Enhancing the diagnosis of functionally relevant coronary artery disease with machine learning.

Nat. Commun. 15:5034 (2024)
DOI PMC
Creative Commons Lizenzvertrag
Open Access Gold as soon as Publ. Version/Full Text is submitted to ZB.
Functionally relevant coronary artery disease (fCAD) can result in premature death or nonfatal acute myocardial infarction. Its early detection is a fundamentally important task in medicine. Classical detection approaches suffer from limited diagnostic accuracy or expose patients to possibly harmful radiation.
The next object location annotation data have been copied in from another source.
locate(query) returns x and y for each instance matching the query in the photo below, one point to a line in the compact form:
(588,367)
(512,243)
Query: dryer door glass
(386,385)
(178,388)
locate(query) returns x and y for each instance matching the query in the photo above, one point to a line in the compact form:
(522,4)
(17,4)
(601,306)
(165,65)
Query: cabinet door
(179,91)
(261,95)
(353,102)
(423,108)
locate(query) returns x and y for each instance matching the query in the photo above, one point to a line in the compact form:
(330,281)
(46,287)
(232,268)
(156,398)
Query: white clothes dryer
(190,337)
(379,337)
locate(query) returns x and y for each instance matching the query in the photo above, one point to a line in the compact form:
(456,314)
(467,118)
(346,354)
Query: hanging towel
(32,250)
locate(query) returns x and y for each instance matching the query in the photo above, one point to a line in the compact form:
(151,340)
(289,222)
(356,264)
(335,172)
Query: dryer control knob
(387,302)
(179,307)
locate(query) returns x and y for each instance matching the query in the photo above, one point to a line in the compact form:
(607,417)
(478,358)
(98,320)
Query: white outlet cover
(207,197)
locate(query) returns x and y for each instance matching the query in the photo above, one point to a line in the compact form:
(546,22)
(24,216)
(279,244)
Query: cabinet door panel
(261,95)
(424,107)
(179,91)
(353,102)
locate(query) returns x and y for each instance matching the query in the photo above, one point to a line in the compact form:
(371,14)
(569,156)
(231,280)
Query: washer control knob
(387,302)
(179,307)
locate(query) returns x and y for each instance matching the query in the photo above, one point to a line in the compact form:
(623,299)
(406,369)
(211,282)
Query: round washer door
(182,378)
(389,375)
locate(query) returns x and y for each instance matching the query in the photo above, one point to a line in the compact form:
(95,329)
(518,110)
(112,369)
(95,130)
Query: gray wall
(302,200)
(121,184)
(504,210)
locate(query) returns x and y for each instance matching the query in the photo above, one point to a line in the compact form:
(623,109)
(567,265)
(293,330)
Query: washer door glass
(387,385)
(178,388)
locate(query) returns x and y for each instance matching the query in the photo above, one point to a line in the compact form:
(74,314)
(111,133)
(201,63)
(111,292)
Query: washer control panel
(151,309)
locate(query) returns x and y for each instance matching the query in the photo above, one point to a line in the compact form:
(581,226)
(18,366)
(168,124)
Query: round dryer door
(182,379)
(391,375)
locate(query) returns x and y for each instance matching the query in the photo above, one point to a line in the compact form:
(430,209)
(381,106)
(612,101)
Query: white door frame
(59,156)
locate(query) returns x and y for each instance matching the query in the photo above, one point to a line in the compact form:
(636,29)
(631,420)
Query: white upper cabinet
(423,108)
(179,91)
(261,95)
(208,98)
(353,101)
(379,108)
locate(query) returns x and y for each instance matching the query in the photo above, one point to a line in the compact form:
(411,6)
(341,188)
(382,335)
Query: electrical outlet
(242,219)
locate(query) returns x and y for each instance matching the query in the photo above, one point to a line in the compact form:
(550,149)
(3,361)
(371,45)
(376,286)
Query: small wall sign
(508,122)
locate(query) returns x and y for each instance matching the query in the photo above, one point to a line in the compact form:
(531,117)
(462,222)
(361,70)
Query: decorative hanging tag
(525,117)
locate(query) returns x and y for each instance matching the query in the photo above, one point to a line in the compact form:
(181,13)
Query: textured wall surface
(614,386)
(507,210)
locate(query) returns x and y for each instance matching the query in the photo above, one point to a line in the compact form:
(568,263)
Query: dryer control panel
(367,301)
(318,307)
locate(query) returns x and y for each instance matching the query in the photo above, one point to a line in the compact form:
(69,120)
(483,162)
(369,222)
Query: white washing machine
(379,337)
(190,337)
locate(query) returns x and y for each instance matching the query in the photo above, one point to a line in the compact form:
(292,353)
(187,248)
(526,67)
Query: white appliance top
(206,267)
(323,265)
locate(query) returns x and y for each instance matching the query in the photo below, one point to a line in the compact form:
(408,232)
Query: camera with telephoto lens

Here we show how machine learning (ML) can outperform cardiologists in predicting the presence of stress-induced fCAD in terms of area under the receiver operating characteristic (AUROC: 0.71 vs. 0.64, p = 4.0E-13). We present two ML approaches, the first using eight static clinical variables, whereas the second leverages electrocardiogram signals from exercise stress testing. At a target post-test probability for fCAD of <15%, ML facilitates a potential reduction of imaging procedures by 15-17% compared to the cardiologist's judgement. Predictive performance is validated on an internal temporal data split as well as externally. We also show that combining clinical judgement with conventional ML and deep learning using logistic regression results in a mean AUROC of 0.74.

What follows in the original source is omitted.